I was sitting on the incline bench, shirt stuck to my body, sweat dripping down my arms—my heart pounding against my chest. I tried to slow my breathing, debating whether I had anything left for another set. Those quiet moments between lifts do something to you. Your awareness sharpens. Your eyes wander. You start noticing everything.
That’s when I saw them—a man and a woman on the benches next to me. There was a kind of unspoken rhythm between them, like they had done this before. They lifted almost in sync, controlled and focused. The woman finished her set first. Easily. Then he finished his…not quite as easily.
Then came the moment.
He looked at the weight she had just put down. Paused. Looked again. Something shifted in his face. It was subtle, but unmistakable. He grabbed a heavier pair of dumbbells, about 20 pounds more than what he had just lifted. If you’ve ever been in a gym, you know that’s not a small jump.
He sat back, took a breath, and went for it. The weights moved, but barely. Every inch looked forced. He managed to get them up, but on the way down, everything changed. He hit the bottom of the rep and the weights stayed there. Didn’t move. Not even a little.

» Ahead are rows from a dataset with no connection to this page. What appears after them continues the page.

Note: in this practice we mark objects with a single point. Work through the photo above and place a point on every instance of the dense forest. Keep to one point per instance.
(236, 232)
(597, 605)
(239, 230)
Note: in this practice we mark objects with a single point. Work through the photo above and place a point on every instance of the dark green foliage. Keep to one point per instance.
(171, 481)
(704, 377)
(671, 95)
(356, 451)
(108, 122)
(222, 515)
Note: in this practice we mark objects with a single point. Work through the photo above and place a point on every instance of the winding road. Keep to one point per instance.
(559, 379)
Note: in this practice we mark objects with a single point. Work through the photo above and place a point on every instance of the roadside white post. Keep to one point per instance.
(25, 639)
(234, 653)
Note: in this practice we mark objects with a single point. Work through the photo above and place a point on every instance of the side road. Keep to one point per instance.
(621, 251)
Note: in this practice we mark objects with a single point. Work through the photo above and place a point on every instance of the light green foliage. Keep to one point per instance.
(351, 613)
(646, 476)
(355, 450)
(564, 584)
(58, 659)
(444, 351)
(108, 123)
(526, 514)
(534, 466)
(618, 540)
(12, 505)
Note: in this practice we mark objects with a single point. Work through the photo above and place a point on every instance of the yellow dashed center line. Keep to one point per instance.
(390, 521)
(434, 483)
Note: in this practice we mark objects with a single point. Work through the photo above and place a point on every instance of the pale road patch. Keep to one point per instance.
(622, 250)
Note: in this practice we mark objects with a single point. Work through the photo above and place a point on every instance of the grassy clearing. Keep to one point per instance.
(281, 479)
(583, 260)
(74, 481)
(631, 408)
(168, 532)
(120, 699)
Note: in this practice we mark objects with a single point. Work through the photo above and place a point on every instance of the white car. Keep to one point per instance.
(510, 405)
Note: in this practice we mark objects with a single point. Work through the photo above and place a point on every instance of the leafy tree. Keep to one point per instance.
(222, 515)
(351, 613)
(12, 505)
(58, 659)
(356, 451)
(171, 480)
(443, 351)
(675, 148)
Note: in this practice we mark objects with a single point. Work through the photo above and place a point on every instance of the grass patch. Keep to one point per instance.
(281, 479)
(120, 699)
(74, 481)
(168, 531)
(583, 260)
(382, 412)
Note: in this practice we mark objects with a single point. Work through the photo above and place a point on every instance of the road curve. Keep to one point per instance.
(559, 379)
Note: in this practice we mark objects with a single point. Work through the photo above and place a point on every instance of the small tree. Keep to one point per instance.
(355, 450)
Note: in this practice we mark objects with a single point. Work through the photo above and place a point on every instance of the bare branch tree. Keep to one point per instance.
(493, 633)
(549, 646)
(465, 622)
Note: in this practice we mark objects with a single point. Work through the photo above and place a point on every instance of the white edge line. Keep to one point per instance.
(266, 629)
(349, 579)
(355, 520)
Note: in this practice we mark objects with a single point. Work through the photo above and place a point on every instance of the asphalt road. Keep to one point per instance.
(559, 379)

The look on his face shifted instantly from effort to panic. It was like watching a slow-motion car crash, that moment when you realize you’ve made a mistake and there’s no hiding it. I got up quickly and helped him guide the weights down. He didn’t say much. He didn’t need to. That look said everything: embarrassment, frustration, a quiet hope that no one had noticed. I went back to my bench, but the moment didn’t leave. Because I knew exactly what had just happened.

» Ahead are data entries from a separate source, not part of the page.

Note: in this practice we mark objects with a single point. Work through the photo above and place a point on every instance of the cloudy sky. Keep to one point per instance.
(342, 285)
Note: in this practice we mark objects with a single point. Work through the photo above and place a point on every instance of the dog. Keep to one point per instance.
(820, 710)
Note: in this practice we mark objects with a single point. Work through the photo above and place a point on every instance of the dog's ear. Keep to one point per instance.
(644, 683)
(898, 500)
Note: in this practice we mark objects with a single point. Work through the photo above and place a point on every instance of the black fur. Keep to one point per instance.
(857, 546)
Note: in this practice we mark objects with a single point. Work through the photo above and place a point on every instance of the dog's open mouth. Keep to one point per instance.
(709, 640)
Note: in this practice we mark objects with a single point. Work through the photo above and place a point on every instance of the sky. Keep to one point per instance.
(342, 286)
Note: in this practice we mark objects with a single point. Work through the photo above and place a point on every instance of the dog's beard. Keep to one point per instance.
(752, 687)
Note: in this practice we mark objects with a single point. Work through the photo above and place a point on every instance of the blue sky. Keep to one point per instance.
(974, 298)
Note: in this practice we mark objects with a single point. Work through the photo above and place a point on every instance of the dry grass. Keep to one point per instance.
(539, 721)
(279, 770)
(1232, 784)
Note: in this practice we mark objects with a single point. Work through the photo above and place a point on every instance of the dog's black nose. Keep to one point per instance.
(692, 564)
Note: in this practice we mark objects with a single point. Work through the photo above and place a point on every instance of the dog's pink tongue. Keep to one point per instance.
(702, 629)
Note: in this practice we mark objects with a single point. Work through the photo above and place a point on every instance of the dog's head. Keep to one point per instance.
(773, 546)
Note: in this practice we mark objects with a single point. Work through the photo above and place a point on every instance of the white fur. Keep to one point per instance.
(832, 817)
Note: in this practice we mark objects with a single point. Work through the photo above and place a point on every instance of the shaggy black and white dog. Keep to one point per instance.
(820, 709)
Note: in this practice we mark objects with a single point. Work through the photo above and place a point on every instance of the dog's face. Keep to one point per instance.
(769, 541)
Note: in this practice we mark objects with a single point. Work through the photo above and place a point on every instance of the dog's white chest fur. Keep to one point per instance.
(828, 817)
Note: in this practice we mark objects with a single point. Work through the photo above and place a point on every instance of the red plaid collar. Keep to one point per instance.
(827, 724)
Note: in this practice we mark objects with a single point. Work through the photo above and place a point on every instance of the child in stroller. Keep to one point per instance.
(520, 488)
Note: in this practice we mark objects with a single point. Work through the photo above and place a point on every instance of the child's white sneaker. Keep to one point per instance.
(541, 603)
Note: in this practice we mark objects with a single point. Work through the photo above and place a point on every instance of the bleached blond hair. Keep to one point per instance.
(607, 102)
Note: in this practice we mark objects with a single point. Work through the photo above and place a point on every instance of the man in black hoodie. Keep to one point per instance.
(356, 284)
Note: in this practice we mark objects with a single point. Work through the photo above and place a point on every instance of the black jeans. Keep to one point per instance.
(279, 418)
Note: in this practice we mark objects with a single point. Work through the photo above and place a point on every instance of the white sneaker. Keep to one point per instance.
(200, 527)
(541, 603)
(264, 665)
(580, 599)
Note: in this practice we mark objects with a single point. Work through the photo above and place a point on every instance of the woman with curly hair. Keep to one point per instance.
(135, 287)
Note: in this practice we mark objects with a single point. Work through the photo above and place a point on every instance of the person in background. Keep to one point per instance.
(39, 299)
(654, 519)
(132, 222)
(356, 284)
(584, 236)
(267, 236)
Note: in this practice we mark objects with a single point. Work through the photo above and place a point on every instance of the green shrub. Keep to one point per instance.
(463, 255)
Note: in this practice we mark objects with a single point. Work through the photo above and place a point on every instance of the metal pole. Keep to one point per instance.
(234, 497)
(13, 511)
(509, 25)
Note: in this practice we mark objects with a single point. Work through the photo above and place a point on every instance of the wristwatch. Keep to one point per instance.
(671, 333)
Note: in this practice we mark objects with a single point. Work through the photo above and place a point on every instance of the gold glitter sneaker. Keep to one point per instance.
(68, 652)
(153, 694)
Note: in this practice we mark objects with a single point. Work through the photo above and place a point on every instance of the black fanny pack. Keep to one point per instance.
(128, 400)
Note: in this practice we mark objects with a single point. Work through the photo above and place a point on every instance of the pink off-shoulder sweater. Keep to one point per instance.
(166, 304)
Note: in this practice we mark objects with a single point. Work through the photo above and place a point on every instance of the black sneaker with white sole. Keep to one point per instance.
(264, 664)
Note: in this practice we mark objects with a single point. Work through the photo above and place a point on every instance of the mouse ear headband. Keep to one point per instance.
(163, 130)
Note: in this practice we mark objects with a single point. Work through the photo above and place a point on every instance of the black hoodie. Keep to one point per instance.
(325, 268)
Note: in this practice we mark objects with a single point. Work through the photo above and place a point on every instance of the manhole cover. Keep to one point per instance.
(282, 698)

I’ve done the same thing. More times than I can count. Looking at the plates, doing the math in my head—not based on what I can actually lift, but based on what I think I should be able to lift. At 6’6, there’s this unspoken expectation. You’re supposed to be strong and imposing. So when the weight doesn’t match the image, something in you starts to shift—not physically, but internally.
It’s not loud or obvious, but persistent. Like a quiet voice that keeps asking: Is this enough?
And the strange part is, it doesn’t always show up for other people. It shows up for you. For the version of yourself you think you’re supposed to be. So you push. Add more weight. Force another rep. Not because you need to, but because you feel like you have something to prove, even when no one is watching.
Because the truth is…no one really is.
Everyone in that gym is fighting their own battle with the weight in front of them. No one is keeping score of yours. But that pressure still feels real.
And that’s where the cost comes in.
You stop lifting for progress and start lifting for validation. You stop listening to your body and start listening to an idea, of who you should be. And somewhere along the way, you lose track of what’s real.
Real strength isn’t forcing weight you can’t control. It’s knowing when to let it go. It’s staying aligned with where you actually are, not where you think you should be.
We get one life.
Why spend it performing for people who aren’t watching?
Maybe it starts small. Maybe it starts with sitting on that same incline bench, pausing for a second, and choosing to lift only what’s yours, and leaving the rest behind.